Spero che non rimanga solo un sogno!

P.S. sappi che se non facevo il coglione l'avrei già attuato.......


----------



## Eratò (27 Maggio 2015)

Homer ha detto:


> Raccontatevi...........(sindrome post traumatica da troppo ufficio)


Tornare in Grecia e fare un bed and breakfast in quel terreno che ho vicino al mare...poi ci sarebbe altro ma sarebbe uguale a quello che desiderano tutti e cioè salute e serenità per i miei figli e per chi voglio bene.


----------



## Spot (27 Maggio 2015)

Homer ha detto:


> Raccontatevi...........(sindrome post traumatica da troppo ufficio)


*Andarmene da questo posto che non sono mai riuscita a chiamare casa.* E che lede al mio umore e alla mia voglia di fare.
Totale indipendenza economica.
Iniziare un corso di disegno e illustrazione (magari alla comics).
Spendere tutto il resto del tempo che mi rimane e dei soldi in libri e fumetti.


----------



## Simy (27 Maggio 2015)

Homer ha detto:


> Raccontatevi...........(sindrome post traumatica da troppo ufficio)

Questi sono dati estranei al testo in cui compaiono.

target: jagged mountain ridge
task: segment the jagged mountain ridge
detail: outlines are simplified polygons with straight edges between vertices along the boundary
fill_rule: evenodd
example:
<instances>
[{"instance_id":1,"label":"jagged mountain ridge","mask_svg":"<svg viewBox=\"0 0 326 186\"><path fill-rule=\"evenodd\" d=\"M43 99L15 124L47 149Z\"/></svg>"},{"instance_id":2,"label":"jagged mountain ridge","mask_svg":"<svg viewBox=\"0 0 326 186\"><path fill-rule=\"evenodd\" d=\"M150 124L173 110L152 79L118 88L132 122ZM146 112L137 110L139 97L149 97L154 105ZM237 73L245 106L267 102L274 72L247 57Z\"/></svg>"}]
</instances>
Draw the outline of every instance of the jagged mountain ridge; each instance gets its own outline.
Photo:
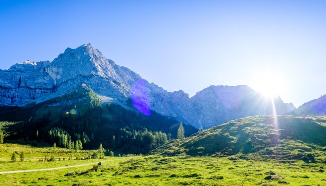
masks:
<instances>
[{"instance_id":1,"label":"jagged mountain ridge","mask_svg":"<svg viewBox=\"0 0 326 186\"><path fill-rule=\"evenodd\" d=\"M0 105L23 106L42 102L90 87L103 102L127 107L132 86L141 77L107 59L90 44L67 49L50 62L27 61L0 70ZM144 80L150 109L197 128L208 128L231 119L273 113L271 100L245 85L211 86L190 98L180 90L169 92ZM274 98L277 114L288 112L281 99Z\"/></svg>"}]
</instances>

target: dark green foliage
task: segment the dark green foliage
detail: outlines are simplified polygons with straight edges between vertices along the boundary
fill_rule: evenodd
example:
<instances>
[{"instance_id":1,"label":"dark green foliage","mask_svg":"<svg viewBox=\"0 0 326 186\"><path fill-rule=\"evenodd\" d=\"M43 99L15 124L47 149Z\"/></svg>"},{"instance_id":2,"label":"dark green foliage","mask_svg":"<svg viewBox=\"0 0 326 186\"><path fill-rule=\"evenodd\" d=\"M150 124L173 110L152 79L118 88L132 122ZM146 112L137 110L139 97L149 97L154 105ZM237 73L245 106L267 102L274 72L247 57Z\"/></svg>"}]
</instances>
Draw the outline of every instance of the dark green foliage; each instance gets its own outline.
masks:
<instances>
[{"instance_id":1,"label":"dark green foliage","mask_svg":"<svg viewBox=\"0 0 326 186\"><path fill-rule=\"evenodd\" d=\"M151 154L229 156L243 159L324 160L326 127L312 119L290 116L251 116L229 121L160 146ZM311 154L304 152L311 151ZM254 154L252 156L251 154ZM319 154L316 157L316 154ZM308 157L307 156L309 156Z\"/></svg>"},{"instance_id":2,"label":"dark green foliage","mask_svg":"<svg viewBox=\"0 0 326 186\"><path fill-rule=\"evenodd\" d=\"M0 128L0 144L4 143L4 139L5 136L4 135L4 132L1 130Z\"/></svg>"},{"instance_id":3,"label":"dark green foliage","mask_svg":"<svg viewBox=\"0 0 326 186\"><path fill-rule=\"evenodd\" d=\"M25 155L24 154L24 152L22 151L21 152L20 154L19 154L19 158L21 160L21 161L24 161L24 159L25 158Z\"/></svg>"},{"instance_id":4,"label":"dark green foliage","mask_svg":"<svg viewBox=\"0 0 326 186\"><path fill-rule=\"evenodd\" d=\"M110 156L113 157L114 156L114 153L112 150L110 150L109 153L109 155Z\"/></svg>"},{"instance_id":5,"label":"dark green foliage","mask_svg":"<svg viewBox=\"0 0 326 186\"><path fill-rule=\"evenodd\" d=\"M67 100L74 104L61 104ZM56 105L60 106L49 106ZM73 109L78 112L70 112ZM114 151L144 154L177 138L179 127L175 119L154 111L145 116L113 104L102 105L91 89L25 107L0 107L0 111L4 111L0 120L24 121L11 127L8 139L43 139L69 149L76 145L77 149L94 149L102 142ZM183 127L186 136L198 130L187 124Z\"/></svg>"},{"instance_id":6,"label":"dark green foliage","mask_svg":"<svg viewBox=\"0 0 326 186\"><path fill-rule=\"evenodd\" d=\"M179 128L178 129L178 139L183 139L185 138L185 129L182 126L182 123L180 123Z\"/></svg>"}]
</instances>

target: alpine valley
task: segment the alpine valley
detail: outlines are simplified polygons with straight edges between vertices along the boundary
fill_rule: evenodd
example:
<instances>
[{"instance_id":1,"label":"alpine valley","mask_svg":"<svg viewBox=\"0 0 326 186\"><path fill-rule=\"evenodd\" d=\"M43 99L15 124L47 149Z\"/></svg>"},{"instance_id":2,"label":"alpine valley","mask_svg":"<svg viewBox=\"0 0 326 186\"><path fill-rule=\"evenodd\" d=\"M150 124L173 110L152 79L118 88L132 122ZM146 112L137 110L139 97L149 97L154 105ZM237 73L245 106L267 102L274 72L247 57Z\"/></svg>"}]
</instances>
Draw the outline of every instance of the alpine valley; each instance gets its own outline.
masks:
<instances>
[{"instance_id":1,"label":"alpine valley","mask_svg":"<svg viewBox=\"0 0 326 186\"><path fill-rule=\"evenodd\" d=\"M246 85L189 97L90 44L68 48L0 70L0 183L324 185L325 97L296 109Z\"/></svg>"}]
</instances>

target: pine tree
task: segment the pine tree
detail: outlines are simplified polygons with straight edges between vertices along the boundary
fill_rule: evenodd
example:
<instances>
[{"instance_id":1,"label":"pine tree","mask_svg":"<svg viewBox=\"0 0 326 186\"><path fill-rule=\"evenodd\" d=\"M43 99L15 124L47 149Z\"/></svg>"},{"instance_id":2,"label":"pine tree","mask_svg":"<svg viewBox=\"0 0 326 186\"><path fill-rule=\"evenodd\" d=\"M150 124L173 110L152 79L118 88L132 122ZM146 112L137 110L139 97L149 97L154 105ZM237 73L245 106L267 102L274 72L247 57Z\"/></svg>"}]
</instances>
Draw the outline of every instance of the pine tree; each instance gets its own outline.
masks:
<instances>
[{"instance_id":1,"label":"pine tree","mask_svg":"<svg viewBox=\"0 0 326 186\"><path fill-rule=\"evenodd\" d=\"M76 139L76 142L75 143L75 148L74 148L74 149L75 149L75 150L77 151L77 150L78 150L79 148L79 147L78 146L78 141Z\"/></svg>"},{"instance_id":2,"label":"pine tree","mask_svg":"<svg viewBox=\"0 0 326 186\"><path fill-rule=\"evenodd\" d=\"M24 159L25 158L25 155L24 154L24 152L22 151L20 154L19 154L19 158L21 159L21 161L24 161Z\"/></svg>"},{"instance_id":3,"label":"pine tree","mask_svg":"<svg viewBox=\"0 0 326 186\"><path fill-rule=\"evenodd\" d=\"M71 149L72 148L71 147L72 146L72 143L71 143L71 139L69 139L69 142L68 142L68 149Z\"/></svg>"},{"instance_id":4,"label":"pine tree","mask_svg":"<svg viewBox=\"0 0 326 186\"><path fill-rule=\"evenodd\" d=\"M111 141L111 148L113 148L115 147L115 136L113 135L113 137L112 138L112 140Z\"/></svg>"},{"instance_id":5,"label":"pine tree","mask_svg":"<svg viewBox=\"0 0 326 186\"><path fill-rule=\"evenodd\" d=\"M112 151L110 151L110 156L114 156L114 153Z\"/></svg>"},{"instance_id":6,"label":"pine tree","mask_svg":"<svg viewBox=\"0 0 326 186\"><path fill-rule=\"evenodd\" d=\"M12 162L16 161L16 154L15 153L15 152L13 152L11 159L12 160Z\"/></svg>"},{"instance_id":7,"label":"pine tree","mask_svg":"<svg viewBox=\"0 0 326 186\"><path fill-rule=\"evenodd\" d=\"M182 126L182 123L180 123L179 128L178 129L178 139L183 139L185 138L185 129Z\"/></svg>"},{"instance_id":8,"label":"pine tree","mask_svg":"<svg viewBox=\"0 0 326 186\"><path fill-rule=\"evenodd\" d=\"M4 132L2 130L0 130L0 144L4 143Z\"/></svg>"},{"instance_id":9,"label":"pine tree","mask_svg":"<svg viewBox=\"0 0 326 186\"><path fill-rule=\"evenodd\" d=\"M80 139L78 139L78 147L80 150L83 149L83 144L81 142L81 141Z\"/></svg>"},{"instance_id":10,"label":"pine tree","mask_svg":"<svg viewBox=\"0 0 326 186\"><path fill-rule=\"evenodd\" d=\"M100 153L103 153L105 152L105 149L103 148L103 146L102 146L102 143L100 143L100 147L98 148L98 151Z\"/></svg>"}]
</instances>

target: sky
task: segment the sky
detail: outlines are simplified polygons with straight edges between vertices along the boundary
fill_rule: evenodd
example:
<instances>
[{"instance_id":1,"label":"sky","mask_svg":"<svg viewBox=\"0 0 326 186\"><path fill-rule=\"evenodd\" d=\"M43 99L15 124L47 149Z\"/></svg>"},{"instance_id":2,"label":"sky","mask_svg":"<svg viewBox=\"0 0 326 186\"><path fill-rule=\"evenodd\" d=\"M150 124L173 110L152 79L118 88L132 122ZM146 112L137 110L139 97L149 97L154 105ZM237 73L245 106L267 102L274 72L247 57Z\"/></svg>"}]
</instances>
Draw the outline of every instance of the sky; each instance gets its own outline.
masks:
<instances>
[{"instance_id":1,"label":"sky","mask_svg":"<svg viewBox=\"0 0 326 186\"><path fill-rule=\"evenodd\" d=\"M297 107L326 94L325 18L321 0L0 0L0 69L91 43L169 91L271 87Z\"/></svg>"}]
</instances>

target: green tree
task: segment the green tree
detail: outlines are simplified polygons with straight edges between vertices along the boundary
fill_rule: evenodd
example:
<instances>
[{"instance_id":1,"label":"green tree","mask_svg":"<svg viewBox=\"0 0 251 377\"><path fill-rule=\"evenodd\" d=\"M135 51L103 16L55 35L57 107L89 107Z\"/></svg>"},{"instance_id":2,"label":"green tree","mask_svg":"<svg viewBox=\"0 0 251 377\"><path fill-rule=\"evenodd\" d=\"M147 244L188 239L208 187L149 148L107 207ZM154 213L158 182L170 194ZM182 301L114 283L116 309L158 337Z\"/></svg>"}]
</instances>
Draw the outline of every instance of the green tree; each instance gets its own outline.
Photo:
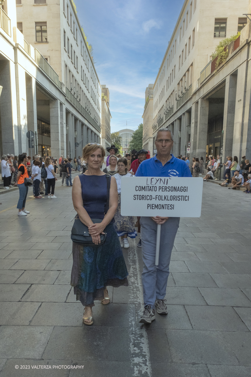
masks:
<instances>
[{"instance_id":1,"label":"green tree","mask_svg":"<svg viewBox=\"0 0 251 377\"><path fill-rule=\"evenodd\" d=\"M111 145L115 145L116 148L117 148L118 153L122 154L122 146L121 145L121 141L122 138L120 136L119 132L113 132L111 134Z\"/></svg>"},{"instance_id":2,"label":"green tree","mask_svg":"<svg viewBox=\"0 0 251 377\"><path fill-rule=\"evenodd\" d=\"M132 135L130 142L130 150L132 150L132 149L136 149L136 150L140 150L140 149L142 149L143 147L142 146L143 138L143 124L141 123Z\"/></svg>"}]
</instances>

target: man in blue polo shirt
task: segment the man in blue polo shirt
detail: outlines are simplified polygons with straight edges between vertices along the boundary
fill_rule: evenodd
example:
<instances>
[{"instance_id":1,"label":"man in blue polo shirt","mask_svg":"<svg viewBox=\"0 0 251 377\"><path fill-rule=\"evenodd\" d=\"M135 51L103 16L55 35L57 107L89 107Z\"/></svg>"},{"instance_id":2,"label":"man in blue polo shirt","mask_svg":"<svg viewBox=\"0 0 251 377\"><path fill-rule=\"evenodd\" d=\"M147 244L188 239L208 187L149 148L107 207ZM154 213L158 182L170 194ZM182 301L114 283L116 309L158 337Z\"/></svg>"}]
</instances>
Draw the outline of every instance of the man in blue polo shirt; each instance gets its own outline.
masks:
<instances>
[{"instance_id":1,"label":"man in blue polo shirt","mask_svg":"<svg viewBox=\"0 0 251 377\"><path fill-rule=\"evenodd\" d=\"M170 154L173 137L170 130L160 129L155 140L157 153L154 157L143 161L135 175L136 177L192 177L188 166L183 160ZM141 239L144 267L142 274L145 309L140 322L150 323L155 319L154 305L159 314L167 314L165 303L169 265L179 217L141 217ZM157 225L161 224L160 257L155 265Z\"/></svg>"}]
</instances>

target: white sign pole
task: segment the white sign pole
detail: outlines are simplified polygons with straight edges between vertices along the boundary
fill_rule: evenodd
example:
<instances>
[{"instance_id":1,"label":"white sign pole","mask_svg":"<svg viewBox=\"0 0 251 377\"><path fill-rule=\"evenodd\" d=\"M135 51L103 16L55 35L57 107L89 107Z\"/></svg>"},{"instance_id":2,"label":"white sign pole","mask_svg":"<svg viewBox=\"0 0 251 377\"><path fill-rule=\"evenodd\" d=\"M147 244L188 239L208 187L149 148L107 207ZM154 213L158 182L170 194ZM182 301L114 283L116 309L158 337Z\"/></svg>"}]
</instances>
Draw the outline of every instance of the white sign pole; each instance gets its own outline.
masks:
<instances>
[{"instance_id":1,"label":"white sign pole","mask_svg":"<svg viewBox=\"0 0 251 377\"><path fill-rule=\"evenodd\" d=\"M157 238L156 239L156 252L155 254L155 265L158 266L159 264L159 256L160 255L160 233L161 232L161 224L157 225Z\"/></svg>"}]
</instances>

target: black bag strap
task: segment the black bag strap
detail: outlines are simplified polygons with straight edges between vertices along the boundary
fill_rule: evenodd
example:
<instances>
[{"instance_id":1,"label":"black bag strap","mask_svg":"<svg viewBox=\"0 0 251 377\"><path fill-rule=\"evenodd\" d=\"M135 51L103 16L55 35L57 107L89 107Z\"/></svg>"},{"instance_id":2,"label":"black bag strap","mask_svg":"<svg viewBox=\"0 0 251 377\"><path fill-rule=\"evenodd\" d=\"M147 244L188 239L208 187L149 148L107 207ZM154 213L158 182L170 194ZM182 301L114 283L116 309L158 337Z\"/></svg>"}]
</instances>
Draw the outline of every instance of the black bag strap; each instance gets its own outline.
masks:
<instances>
[{"instance_id":1,"label":"black bag strap","mask_svg":"<svg viewBox=\"0 0 251 377\"><path fill-rule=\"evenodd\" d=\"M109 202L110 198L110 187L111 186L111 176L109 174L106 174L106 184L107 185L107 200L105 208L105 215L107 213L109 209Z\"/></svg>"}]
</instances>

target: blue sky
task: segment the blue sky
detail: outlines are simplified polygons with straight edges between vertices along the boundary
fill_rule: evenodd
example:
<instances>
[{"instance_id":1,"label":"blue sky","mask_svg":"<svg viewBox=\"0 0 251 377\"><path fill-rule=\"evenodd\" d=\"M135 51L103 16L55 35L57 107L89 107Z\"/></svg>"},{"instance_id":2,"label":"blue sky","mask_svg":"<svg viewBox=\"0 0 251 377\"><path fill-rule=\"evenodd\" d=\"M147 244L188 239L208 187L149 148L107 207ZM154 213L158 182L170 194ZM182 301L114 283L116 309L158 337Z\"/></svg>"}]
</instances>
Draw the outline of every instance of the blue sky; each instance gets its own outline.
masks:
<instances>
[{"instance_id":1,"label":"blue sky","mask_svg":"<svg viewBox=\"0 0 251 377\"><path fill-rule=\"evenodd\" d=\"M145 92L154 83L184 0L75 0L110 92L111 132L142 122Z\"/></svg>"}]
</instances>

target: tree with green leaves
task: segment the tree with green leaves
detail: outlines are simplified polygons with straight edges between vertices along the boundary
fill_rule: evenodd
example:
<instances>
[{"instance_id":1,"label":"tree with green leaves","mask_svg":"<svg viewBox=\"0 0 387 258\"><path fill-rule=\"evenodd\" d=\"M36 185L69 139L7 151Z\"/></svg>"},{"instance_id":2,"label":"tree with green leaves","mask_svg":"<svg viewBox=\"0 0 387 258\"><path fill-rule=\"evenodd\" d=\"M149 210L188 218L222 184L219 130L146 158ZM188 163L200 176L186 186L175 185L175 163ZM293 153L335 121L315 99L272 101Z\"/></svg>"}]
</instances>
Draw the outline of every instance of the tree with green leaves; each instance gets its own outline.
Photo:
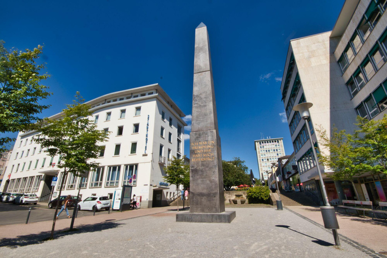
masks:
<instances>
[{"instance_id":1,"label":"tree with green leaves","mask_svg":"<svg viewBox=\"0 0 387 258\"><path fill-rule=\"evenodd\" d=\"M226 189L229 190L233 186L251 184L250 176L247 174L248 168L244 162L237 157L230 161L222 161L223 184Z\"/></svg>"},{"instance_id":2,"label":"tree with green leaves","mask_svg":"<svg viewBox=\"0 0 387 258\"><path fill-rule=\"evenodd\" d=\"M39 101L51 95L48 87L40 84L49 76L41 74L44 64L36 63L43 47L9 52L4 43L0 40L0 133L33 129L40 120L37 115L49 107ZM14 141L0 138L0 152Z\"/></svg>"},{"instance_id":3,"label":"tree with green leaves","mask_svg":"<svg viewBox=\"0 0 387 258\"><path fill-rule=\"evenodd\" d=\"M185 157L181 159L173 157L170 164L164 169L166 175L163 177L170 184L181 184L187 189L189 187L189 165L185 163Z\"/></svg>"},{"instance_id":4,"label":"tree with green leaves","mask_svg":"<svg viewBox=\"0 0 387 258\"><path fill-rule=\"evenodd\" d=\"M67 105L60 117L46 118L41 123L40 133L34 139L42 148L46 148L49 156L61 157L57 167L63 172L59 185L63 185L69 173L80 176L85 171L96 168L99 163L93 160L99 157L104 148L99 144L107 140L107 134L98 130L97 125L90 119L93 114L90 106L84 103L79 92L77 92L75 97L73 104ZM60 187L59 197L61 194ZM59 202L55 210L51 238L58 207Z\"/></svg>"},{"instance_id":5,"label":"tree with green leaves","mask_svg":"<svg viewBox=\"0 0 387 258\"><path fill-rule=\"evenodd\" d=\"M354 177L364 173L387 174L387 115L380 120L358 117L359 129L353 135L345 130L338 132L334 125L331 136L322 128L316 130L321 139L320 145L328 153L320 153L319 161L334 172L334 180L347 180L355 187Z\"/></svg>"}]
</instances>

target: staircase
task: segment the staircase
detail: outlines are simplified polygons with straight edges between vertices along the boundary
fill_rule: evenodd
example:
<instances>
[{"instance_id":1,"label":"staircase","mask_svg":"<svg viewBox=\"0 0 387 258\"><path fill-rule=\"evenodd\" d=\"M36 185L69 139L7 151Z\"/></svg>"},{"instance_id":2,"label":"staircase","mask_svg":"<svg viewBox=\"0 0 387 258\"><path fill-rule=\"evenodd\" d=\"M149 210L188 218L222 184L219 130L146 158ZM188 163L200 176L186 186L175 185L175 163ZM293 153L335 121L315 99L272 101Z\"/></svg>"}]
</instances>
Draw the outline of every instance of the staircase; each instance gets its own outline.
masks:
<instances>
[{"instance_id":1,"label":"staircase","mask_svg":"<svg viewBox=\"0 0 387 258\"><path fill-rule=\"evenodd\" d=\"M177 206L177 204L179 204L179 207L183 207L183 200L181 199L180 197L179 197L175 200L169 204L170 206ZM189 206L189 197L188 197L187 200L184 201L184 205L185 207Z\"/></svg>"},{"instance_id":2,"label":"staircase","mask_svg":"<svg viewBox=\"0 0 387 258\"><path fill-rule=\"evenodd\" d=\"M316 206L313 200L302 192L286 192L281 191L281 200L284 206Z\"/></svg>"}]
</instances>

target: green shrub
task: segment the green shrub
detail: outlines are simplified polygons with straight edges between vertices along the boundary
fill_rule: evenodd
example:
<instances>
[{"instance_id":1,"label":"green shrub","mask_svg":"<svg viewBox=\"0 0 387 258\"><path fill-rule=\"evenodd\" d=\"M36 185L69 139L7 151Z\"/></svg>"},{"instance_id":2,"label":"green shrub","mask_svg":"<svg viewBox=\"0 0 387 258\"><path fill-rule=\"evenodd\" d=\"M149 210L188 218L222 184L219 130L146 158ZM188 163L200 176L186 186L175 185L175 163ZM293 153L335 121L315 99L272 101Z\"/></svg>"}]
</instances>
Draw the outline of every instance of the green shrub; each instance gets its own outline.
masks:
<instances>
[{"instance_id":1,"label":"green shrub","mask_svg":"<svg viewBox=\"0 0 387 258\"><path fill-rule=\"evenodd\" d=\"M268 186L258 185L247 190L247 199L249 204L270 204L270 196Z\"/></svg>"}]
</instances>

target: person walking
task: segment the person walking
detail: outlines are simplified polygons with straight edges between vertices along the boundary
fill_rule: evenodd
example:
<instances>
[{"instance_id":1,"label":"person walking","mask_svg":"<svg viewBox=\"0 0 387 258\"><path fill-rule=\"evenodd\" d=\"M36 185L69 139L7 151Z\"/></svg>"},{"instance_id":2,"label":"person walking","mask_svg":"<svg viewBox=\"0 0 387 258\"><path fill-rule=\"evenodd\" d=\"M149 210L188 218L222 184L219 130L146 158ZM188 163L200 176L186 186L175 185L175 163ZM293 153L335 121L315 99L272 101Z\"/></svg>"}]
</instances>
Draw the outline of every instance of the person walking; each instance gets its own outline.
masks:
<instances>
[{"instance_id":1,"label":"person walking","mask_svg":"<svg viewBox=\"0 0 387 258\"><path fill-rule=\"evenodd\" d=\"M71 216L70 214L69 214L69 210L67 209L67 205L69 203L69 201L70 200L70 198L71 198L71 196L70 195L69 195L67 196L67 197L66 197L66 199L64 199L64 203L63 204L63 205L62 205L62 208L60 209L60 211L59 212L59 213L56 215L56 219L58 219L58 217L59 217L59 215L60 214L60 213L63 211L63 210L66 210L66 214L67 214L67 217L69 219L71 218Z\"/></svg>"},{"instance_id":2,"label":"person walking","mask_svg":"<svg viewBox=\"0 0 387 258\"><path fill-rule=\"evenodd\" d=\"M137 197L136 196L136 195L133 195L133 209L135 209L135 207L136 207L136 210L137 209Z\"/></svg>"}]
</instances>

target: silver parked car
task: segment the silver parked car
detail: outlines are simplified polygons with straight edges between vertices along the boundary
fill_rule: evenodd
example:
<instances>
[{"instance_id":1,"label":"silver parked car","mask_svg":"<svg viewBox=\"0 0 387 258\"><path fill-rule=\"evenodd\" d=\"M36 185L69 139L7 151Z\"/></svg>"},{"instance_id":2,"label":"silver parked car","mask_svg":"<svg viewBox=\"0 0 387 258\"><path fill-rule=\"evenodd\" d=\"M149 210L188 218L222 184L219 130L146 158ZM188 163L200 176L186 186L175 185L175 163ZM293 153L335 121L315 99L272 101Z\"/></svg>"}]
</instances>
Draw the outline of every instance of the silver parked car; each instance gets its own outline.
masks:
<instances>
[{"instance_id":1,"label":"silver parked car","mask_svg":"<svg viewBox=\"0 0 387 258\"><path fill-rule=\"evenodd\" d=\"M39 197L35 194L25 194L22 196L16 197L14 200L14 204L34 204L36 205Z\"/></svg>"},{"instance_id":2,"label":"silver parked car","mask_svg":"<svg viewBox=\"0 0 387 258\"><path fill-rule=\"evenodd\" d=\"M98 211L103 209L106 211L110 207L110 200L107 196L91 196L78 203L78 210Z\"/></svg>"}]
</instances>

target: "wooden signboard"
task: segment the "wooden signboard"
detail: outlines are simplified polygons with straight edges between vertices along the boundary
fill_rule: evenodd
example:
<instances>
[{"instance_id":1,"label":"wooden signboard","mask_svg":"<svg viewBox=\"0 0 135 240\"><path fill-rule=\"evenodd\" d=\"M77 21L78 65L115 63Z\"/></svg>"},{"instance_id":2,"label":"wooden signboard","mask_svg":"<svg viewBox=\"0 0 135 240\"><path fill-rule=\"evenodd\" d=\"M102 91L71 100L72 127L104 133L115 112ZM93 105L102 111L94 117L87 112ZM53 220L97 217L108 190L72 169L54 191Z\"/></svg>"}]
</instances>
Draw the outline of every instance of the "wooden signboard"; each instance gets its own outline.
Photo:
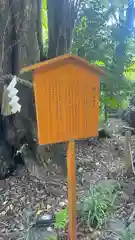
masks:
<instances>
[{"instance_id":1,"label":"wooden signboard","mask_svg":"<svg viewBox=\"0 0 135 240\"><path fill-rule=\"evenodd\" d=\"M76 239L74 140L98 135L103 70L80 57L60 56L25 67L34 70L39 144L69 141L67 152L70 239Z\"/></svg>"}]
</instances>

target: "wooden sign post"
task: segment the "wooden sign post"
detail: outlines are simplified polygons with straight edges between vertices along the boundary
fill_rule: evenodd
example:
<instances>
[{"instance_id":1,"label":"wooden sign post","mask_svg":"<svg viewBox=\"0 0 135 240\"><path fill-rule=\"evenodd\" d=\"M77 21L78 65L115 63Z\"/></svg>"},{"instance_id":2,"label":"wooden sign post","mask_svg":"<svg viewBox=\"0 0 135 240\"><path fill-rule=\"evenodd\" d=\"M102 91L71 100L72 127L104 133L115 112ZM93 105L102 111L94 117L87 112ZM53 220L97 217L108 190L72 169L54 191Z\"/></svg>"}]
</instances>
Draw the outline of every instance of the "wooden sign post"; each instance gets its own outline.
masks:
<instances>
[{"instance_id":1,"label":"wooden sign post","mask_svg":"<svg viewBox=\"0 0 135 240\"><path fill-rule=\"evenodd\" d=\"M103 70L80 57L60 56L25 67L34 70L39 144L69 142L67 151L70 239L76 240L75 140L98 135Z\"/></svg>"}]
</instances>

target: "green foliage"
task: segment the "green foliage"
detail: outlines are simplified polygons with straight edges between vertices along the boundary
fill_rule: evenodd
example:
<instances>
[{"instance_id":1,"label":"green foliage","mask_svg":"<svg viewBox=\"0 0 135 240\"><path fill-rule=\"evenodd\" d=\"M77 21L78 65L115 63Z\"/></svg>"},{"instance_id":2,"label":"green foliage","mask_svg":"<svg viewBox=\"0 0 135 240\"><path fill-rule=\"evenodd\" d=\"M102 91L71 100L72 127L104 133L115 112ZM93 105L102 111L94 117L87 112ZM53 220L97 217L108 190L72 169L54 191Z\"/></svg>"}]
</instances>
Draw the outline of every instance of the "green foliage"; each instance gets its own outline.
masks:
<instances>
[{"instance_id":1,"label":"green foliage","mask_svg":"<svg viewBox=\"0 0 135 240\"><path fill-rule=\"evenodd\" d=\"M55 215L55 228L65 229L68 222L68 210L67 208L62 209L60 212Z\"/></svg>"},{"instance_id":2,"label":"green foliage","mask_svg":"<svg viewBox=\"0 0 135 240\"><path fill-rule=\"evenodd\" d=\"M80 203L79 214L85 224L91 227L101 227L105 224L116 203L115 190L116 186L112 185L107 188L100 185L90 187L88 196Z\"/></svg>"},{"instance_id":3,"label":"green foliage","mask_svg":"<svg viewBox=\"0 0 135 240\"><path fill-rule=\"evenodd\" d=\"M135 239L135 231L131 231L130 229L126 228L124 232L121 234L120 240L134 240Z\"/></svg>"}]
</instances>

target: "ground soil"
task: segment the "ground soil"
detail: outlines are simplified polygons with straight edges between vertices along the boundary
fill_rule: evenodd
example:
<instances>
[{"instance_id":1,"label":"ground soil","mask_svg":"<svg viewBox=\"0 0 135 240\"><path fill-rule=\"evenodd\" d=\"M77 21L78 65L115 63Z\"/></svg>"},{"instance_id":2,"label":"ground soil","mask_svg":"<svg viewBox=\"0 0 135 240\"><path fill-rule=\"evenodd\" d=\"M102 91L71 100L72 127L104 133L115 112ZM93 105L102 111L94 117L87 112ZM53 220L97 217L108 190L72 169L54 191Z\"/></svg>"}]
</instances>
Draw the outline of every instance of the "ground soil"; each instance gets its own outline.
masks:
<instances>
[{"instance_id":1,"label":"ground soil","mask_svg":"<svg viewBox=\"0 0 135 240\"><path fill-rule=\"evenodd\" d=\"M91 184L117 179L123 185L123 197L116 215L128 219L134 209L135 178L124 176L123 124L119 119L110 120L111 139L89 139L76 143L76 161L80 166L77 199L84 196ZM132 150L134 155L135 136L132 136ZM24 239L29 213L40 209L41 214L50 214L67 205L67 181L60 169L51 166L42 172L44 175L40 177L37 172L32 174L21 167L14 176L0 181L0 239ZM33 222L34 217L30 224ZM111 230L107 231L108 235L101 230L102 234L98 234L97 230L86 231L78 224L77 231L80 239L115 239L114 236L111 238Z\"/></svg>"}]
</instances>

Andare a vivere in una casa di campagna con tanti animali... pace e serenità


----------



## Caciottina (27 Maggio 2015)

Conquistare il mondo.


----------



## Brunetta (27 Maggio 2015)

Scrivere un libro sul tradimento.


----------



## disincantata (27 Maggio 2015)

Un nipotino, magari due gemellini.


----------



## Higgins (27 Maggio 2015)

Brunetta ha detto:


> Scrivere un libro sul tradimento.



Brava Brunetta, pure io! Scriviamolo insieme!!!


----------



## perplesso (27 Maggio 2015)

Homer ha detto:


> Raccontatevi...........(sindrome post traumatica da troppo ufficio)


l'Iditarod


----------



## giorgiocan (27 Maggio 2015)

Mi piacerebbe usare questo periodo per riprendere a suonare. A studiare, intendo. Riprendermi tecnicamente e - cosa sicuramente possibile - migliorare rispetto a quando ho lasciato. Se devo pensare a lungo termine, tipo 3-4 vite, direi che mi posso accontentare di questa padronanza dello strumento:

[video=youtube;68AoHJd84aQ]https://www.youtube.com/watch?v=68AoHJd84aQ[/video]


----------



## Fiammetta (27 Maggio 2015)

Fare un lunghissimo viaggio nei 5 continenti


----------



## Tebe (28 Maggio 2015)

Diventare la signora Deep e avere come amante  Christian Bale.


----------



## drusilla (28 Maggio 2015)

Tebe ha detto:


> Diventare la signora Deep e avere come amante  Christian Bale.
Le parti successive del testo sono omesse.